With the advent of Network Attached Storage (NAS) the focus has now moved back to the task of file serving. The reasons are plain to see: although we need all these client-server applications (email servers, gateways to mainframes, computerised fax, and so on) we also need to be able to share files efficiently. This means having a file server that spends all of its CPU time doing file serving.
What is a NAS box?
NAS devices are, to all intents and purposes, dedicated fileservers. Now we’re not talking about Storage Area Networks here – they’re a much more complex concern, are big and expensive, and link to the world via Fibre Channel connections and super-efficient information exchange protocols. Instead, NAS units generally connect to the company network via a normal Ethernet connection (either 100Mbit/sec or, preferably, Gigabit Ethernet) and they talk ‘normal’ file sharing protocols.
By ‘normal’ we mean ‘the same as most networks’. So these units are able to pretend to be any or all of Windows NT/2000, NetWare, Unix or AppleShare servers, and thus client computers can access files stored on the units via whatever protocols are supported. Of course, there’s nothing to stop you simply running up Linux on an old PC and turning on Samba (for SMB – Windows – file sharing), NFS (Unix) and Netatalk (for AppleShare), but the point is that in a NAS device you have a box that is specifically tuned for serving files efficiently.
The other side to dedicated NAS units is hardware configuration: they usually give some kind of resilience in the form of RAID support (either pairs of mirrored disks or clusters of disks in a RAID5 arrangement), normally with the ability to hot-swap failed disks. Again, this is nothing you couldn’t do with (say) a NetWare 6.0 or Windows 2000 server, but such beasts are usually a compromise (a server is basically a PC, which means most of the space is taken by floppy drives, CD-ROM units, sound hardware, video cards and so on) – with a dedicated NAS box the manufacturer has the chance to optimise the hardware layout for the disks themselves rather than for PC-oriented operation.
As we’ve mentioned, a NAS unit is really just another server, albeit one that’s optimised for file serving. So once connected to the network, most of these units are able to use existing access control mechanisms for their security and user identification requirements. So just as the actual file sharing is achieved through standard means such as SMB, NFS or AppleShare, so these devices can also integrate with directory services such as the NetWare Bindery, Microsoft Active Directory, Unix NIS or Novell NDS. This means, of course, that they can generally be managed through whatever tool you already use to look after your user database rather than needing their own (possibly proprietary) configuration manager tools.
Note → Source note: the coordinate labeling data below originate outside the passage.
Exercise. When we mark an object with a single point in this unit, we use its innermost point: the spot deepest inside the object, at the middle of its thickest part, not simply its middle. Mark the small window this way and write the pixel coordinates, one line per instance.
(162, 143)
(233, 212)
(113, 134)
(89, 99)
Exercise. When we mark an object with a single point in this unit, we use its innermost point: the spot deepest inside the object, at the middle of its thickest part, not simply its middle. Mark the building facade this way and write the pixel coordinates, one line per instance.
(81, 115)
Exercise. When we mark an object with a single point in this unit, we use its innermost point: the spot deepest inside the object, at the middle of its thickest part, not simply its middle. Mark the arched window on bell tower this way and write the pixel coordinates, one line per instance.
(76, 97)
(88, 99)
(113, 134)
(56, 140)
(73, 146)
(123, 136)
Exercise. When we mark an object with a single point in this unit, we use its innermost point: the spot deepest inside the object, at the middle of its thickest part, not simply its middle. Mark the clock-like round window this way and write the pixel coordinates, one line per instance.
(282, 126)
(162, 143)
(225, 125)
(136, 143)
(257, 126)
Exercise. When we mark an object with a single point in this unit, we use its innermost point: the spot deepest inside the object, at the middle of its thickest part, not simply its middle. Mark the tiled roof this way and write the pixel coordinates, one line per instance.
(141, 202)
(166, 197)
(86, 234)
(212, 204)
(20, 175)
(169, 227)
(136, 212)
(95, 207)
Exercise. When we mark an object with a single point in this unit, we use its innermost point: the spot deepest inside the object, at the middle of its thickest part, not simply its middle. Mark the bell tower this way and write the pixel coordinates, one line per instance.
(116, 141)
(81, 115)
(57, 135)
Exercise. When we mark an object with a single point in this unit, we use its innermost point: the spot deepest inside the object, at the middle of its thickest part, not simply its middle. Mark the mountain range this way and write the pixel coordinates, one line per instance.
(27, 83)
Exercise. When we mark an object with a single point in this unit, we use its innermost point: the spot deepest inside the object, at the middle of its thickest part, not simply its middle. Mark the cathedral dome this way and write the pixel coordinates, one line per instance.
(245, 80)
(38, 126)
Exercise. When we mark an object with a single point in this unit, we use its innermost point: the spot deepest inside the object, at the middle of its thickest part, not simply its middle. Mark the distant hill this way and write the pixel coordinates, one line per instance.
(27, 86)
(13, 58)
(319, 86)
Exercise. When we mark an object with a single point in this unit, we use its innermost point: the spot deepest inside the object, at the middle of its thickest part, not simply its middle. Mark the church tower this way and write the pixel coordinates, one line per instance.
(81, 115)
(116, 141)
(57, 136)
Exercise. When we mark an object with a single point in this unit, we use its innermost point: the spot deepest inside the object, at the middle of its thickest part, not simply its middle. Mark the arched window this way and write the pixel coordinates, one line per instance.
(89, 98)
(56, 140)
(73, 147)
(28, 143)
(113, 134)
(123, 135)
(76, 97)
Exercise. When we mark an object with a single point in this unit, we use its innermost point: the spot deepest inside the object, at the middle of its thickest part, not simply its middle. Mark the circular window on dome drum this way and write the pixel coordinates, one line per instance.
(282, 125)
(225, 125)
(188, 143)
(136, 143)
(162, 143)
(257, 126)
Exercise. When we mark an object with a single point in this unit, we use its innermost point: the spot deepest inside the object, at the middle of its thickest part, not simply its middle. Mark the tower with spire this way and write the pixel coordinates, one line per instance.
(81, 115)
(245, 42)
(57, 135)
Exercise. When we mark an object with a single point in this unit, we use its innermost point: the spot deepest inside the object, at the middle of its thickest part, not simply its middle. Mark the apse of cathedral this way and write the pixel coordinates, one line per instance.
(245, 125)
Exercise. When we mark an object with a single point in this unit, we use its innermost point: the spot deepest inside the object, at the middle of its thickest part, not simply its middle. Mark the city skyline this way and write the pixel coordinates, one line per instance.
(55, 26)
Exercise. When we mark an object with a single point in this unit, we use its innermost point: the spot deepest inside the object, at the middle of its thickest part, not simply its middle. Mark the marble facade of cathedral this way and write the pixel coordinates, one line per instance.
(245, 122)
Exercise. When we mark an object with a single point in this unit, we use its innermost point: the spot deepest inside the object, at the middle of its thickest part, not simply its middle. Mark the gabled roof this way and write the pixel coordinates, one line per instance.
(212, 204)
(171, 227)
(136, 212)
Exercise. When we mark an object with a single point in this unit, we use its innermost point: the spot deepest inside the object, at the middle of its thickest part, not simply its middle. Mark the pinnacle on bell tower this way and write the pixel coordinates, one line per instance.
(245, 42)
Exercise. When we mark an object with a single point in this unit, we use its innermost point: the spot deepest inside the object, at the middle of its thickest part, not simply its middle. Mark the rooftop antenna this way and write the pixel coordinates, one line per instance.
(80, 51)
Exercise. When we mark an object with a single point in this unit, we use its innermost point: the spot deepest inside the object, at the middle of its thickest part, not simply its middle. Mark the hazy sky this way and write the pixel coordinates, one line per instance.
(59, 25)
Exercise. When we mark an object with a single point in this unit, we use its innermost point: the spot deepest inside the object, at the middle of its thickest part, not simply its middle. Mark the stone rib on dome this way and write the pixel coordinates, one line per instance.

Now that we’ve mentioned the key points of NAS, there’s one final aspect that you should be aware of: some companies like to jump on bandwagons and flog you a label, not a product. So beware that some of the ‘NAS’ devices you’ll see on the market are little more than pre-configured Windows 2000 servers that look, and operate, just like a home-built box running Windows 2000 would. We’re not saying, of course, that these boxes won’t do the job – just that if it looks like a server and works like a server, you should ask yourself what’s special about it, whether the hardware is as robust as something that’s clearly been built as a dedicated file serving unit, and whether you could build your own identical server for less money.